Karl Struss (On the tracking shot across the marshes following George O'Brien on his way to meet Margaret Livingston, the Woman from the City)

We were suspended from an overhead dolly. The set used the north, west and south walls of the studio. It was filled up with trees, open country, etc. The camera picks up George and pans over to where we can see the low moon. Then, we follow him as he slowly turns to the right, finally going out of the shot. The camera, however, keeps going on through all this foliage, tree trunks, everything. We had a wedge-shaped thing in front of the dolly that spread all this as we moved. Finally, as we come through the trees, Margaret Livingston's standing there powdering her nose... All during the shot the camera was between my legs. It was a son of a gun; all I had to work off was a tiny image on a ground-glass to keep it framed properly. And no viewfinder!

Janet Gaynor and George O'Brien on location at Lake Arrowhead in California

FW Murnau

They say that I have a passion for 'camera angles.' But I do not take trick scenes from unusual positions just to get startling effects. To me the camera represents the eye of the person, through whose mind one is watching the events on the screen. It must follow characters at times into difficult places, as it crashed through the reeds and pools in Sunrise at the heels of the Boy, rushing to keep his tryst with the Woman of the City.
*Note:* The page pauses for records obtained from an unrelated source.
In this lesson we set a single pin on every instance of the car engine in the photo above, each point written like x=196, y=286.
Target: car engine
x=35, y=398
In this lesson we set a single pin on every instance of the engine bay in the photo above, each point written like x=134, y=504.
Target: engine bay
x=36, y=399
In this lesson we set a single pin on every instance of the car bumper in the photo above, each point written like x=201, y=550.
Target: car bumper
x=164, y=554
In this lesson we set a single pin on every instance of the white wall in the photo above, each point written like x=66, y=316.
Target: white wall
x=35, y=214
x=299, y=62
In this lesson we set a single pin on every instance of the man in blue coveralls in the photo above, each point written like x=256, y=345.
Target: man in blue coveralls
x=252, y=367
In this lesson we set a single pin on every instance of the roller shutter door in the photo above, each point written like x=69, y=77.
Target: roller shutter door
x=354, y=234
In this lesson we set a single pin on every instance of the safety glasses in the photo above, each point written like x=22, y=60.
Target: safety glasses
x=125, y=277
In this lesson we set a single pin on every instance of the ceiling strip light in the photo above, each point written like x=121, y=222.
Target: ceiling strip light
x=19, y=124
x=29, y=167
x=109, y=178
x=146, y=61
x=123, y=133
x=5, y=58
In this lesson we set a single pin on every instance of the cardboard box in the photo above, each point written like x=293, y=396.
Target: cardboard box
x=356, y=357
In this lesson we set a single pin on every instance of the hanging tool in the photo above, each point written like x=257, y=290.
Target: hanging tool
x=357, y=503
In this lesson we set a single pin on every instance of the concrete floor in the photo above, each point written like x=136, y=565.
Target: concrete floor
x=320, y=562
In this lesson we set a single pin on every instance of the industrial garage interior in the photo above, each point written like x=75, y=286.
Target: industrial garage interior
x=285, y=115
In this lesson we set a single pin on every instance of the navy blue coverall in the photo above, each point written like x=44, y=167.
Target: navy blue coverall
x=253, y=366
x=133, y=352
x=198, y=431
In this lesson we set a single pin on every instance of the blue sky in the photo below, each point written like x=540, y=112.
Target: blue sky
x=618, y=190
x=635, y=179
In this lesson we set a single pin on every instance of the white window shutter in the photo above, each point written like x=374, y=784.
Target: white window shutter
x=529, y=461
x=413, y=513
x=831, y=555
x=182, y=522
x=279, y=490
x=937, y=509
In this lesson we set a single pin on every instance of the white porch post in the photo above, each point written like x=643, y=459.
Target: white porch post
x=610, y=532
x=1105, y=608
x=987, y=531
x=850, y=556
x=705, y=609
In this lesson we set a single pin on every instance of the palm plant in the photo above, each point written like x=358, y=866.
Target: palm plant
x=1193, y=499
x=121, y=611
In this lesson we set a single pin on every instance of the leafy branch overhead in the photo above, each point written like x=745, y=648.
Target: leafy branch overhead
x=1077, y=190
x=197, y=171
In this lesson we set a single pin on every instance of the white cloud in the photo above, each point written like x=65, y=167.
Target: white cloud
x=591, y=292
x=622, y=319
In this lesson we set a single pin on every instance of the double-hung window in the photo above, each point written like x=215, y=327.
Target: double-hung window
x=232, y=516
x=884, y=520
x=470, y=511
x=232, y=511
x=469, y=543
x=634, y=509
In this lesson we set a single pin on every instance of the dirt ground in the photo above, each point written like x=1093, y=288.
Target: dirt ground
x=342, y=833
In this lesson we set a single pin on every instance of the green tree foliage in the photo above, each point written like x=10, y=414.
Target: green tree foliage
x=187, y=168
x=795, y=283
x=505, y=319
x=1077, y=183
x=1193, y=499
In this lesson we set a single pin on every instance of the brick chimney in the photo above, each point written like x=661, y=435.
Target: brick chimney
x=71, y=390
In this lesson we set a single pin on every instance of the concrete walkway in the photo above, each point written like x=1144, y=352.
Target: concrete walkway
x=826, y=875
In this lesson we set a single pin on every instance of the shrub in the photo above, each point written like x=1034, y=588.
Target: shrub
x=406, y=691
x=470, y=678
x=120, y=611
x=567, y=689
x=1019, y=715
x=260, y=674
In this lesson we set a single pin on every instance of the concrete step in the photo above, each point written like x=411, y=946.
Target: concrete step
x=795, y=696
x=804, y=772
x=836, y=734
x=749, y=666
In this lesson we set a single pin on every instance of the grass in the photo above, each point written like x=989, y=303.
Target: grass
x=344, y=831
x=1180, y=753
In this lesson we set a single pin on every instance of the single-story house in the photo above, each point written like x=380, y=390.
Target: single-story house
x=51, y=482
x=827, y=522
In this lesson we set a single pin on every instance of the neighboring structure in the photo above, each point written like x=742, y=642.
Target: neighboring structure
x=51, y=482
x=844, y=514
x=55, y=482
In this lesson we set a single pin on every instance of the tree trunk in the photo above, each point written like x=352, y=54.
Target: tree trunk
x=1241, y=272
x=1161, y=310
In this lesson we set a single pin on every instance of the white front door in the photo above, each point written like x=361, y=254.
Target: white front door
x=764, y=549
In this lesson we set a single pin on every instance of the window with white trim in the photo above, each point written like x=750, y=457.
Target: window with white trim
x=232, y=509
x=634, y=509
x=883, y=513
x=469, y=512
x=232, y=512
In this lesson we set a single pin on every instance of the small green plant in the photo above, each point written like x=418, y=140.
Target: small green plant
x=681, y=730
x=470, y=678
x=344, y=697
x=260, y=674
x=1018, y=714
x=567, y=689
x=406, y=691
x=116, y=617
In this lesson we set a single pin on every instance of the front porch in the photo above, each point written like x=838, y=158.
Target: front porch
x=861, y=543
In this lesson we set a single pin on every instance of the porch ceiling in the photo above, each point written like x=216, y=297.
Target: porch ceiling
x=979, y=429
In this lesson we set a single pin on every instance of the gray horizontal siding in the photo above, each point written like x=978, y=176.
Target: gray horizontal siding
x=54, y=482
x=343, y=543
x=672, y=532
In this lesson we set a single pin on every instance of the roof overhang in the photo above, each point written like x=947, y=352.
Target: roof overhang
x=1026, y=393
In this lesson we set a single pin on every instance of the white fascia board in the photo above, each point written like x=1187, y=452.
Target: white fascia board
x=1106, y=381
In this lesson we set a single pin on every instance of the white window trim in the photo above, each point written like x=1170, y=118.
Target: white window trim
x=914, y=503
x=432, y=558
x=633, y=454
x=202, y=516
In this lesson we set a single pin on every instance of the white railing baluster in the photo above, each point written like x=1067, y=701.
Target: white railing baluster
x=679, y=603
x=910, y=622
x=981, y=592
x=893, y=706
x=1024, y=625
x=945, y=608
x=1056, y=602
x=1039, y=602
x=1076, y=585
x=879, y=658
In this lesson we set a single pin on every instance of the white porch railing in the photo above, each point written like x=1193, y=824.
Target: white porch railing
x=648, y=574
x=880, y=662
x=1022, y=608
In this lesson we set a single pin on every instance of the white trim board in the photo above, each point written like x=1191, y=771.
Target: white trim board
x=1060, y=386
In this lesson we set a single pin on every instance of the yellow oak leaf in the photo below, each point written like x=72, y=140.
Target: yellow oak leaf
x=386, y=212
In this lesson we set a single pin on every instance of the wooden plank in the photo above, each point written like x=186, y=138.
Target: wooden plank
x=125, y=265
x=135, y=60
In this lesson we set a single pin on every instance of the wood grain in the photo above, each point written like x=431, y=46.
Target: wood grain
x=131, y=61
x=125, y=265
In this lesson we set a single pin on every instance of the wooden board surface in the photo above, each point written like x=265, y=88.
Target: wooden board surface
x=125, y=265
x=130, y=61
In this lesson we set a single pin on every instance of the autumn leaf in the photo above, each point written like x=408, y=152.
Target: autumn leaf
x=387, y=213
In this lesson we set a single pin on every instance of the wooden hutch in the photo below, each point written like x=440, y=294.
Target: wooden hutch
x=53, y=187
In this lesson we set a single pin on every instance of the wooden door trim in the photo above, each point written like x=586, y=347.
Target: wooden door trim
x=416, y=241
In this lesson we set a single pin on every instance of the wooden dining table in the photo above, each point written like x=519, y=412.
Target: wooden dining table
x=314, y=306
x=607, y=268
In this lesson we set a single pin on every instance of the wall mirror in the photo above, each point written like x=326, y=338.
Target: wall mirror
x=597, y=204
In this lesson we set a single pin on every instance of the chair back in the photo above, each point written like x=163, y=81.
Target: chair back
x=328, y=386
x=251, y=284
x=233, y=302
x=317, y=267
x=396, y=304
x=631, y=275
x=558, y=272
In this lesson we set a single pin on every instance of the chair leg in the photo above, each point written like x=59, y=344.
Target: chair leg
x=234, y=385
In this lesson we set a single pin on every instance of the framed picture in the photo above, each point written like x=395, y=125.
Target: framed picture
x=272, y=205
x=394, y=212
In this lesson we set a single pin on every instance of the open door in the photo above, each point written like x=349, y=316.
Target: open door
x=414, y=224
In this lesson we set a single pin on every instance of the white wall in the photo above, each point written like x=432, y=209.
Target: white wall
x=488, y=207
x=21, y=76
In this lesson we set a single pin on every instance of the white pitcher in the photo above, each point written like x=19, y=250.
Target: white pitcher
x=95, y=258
It must whirl and peep and move as swiftly as thought itself, when it is necessary to exaggerate for the audience the idea or emotion that is uppermost in the mind of the character. I think the films of the future will use more and more of these 'camera angles,' or as I prefer to call them these 'dramatic angles.' They help to photograph thought.

Karl Struss

Murnau was marvellous. Very open. I made a number of suggestions that he listened to. [One day], we were fighting daylight and wanted to get this one last shot. We had fifteen minutes before the sun was going to set, so, in order to get the effect of light coming through a window, we put white powder on the ground underneath the window to give the illusion of streaming light... It was all studio, all artificial, but it had the atmosphere of reality. Murnau [was] the first director I ever worked with who really knew what was going on when he started to move that camera. He knew that you move until you come to a climax, the end of your scene. That's the ultimate, that's what it's all leading up to.

[On the final film's number of titles, twice as many as the original script] This was done as a concession to the great public, which presumably cannot as yet take its entertainment by seeing and thinking for itself.

Edward Ulmer

When we came in and saw the rushes at night, Murnau used to get up when the light went on again and say 'Now we know how not to do it.'

FW Murnau

In Sunrise some of the critics were severe with me because of the ugly two-coloured wig I allowed Janet Gaynor to wear. They complained that it extinguished her beauty and made her almost plain. They did not guess that that was exactly what I was trying to do! I wished Janet to play, not Janet Gaynor the screen beauty but a poor stupid little peasant girl. I had to submerge her physical beauty to emphasize the beauty of her heart.

And for a laugh.....

Welford Beaton, Film Spectator critic

Murnau's direction reflects Germanic arrogance. His players are chessmen and he moves them as such...Murnau is cold, too cold ever to give us a truly great picture...A man who can make us cry is a greater director than one who only makes us think.

William Fox

If you could get the intellect of Murnau, and the heart of Frank Borzage, why, you'd have the perfect director.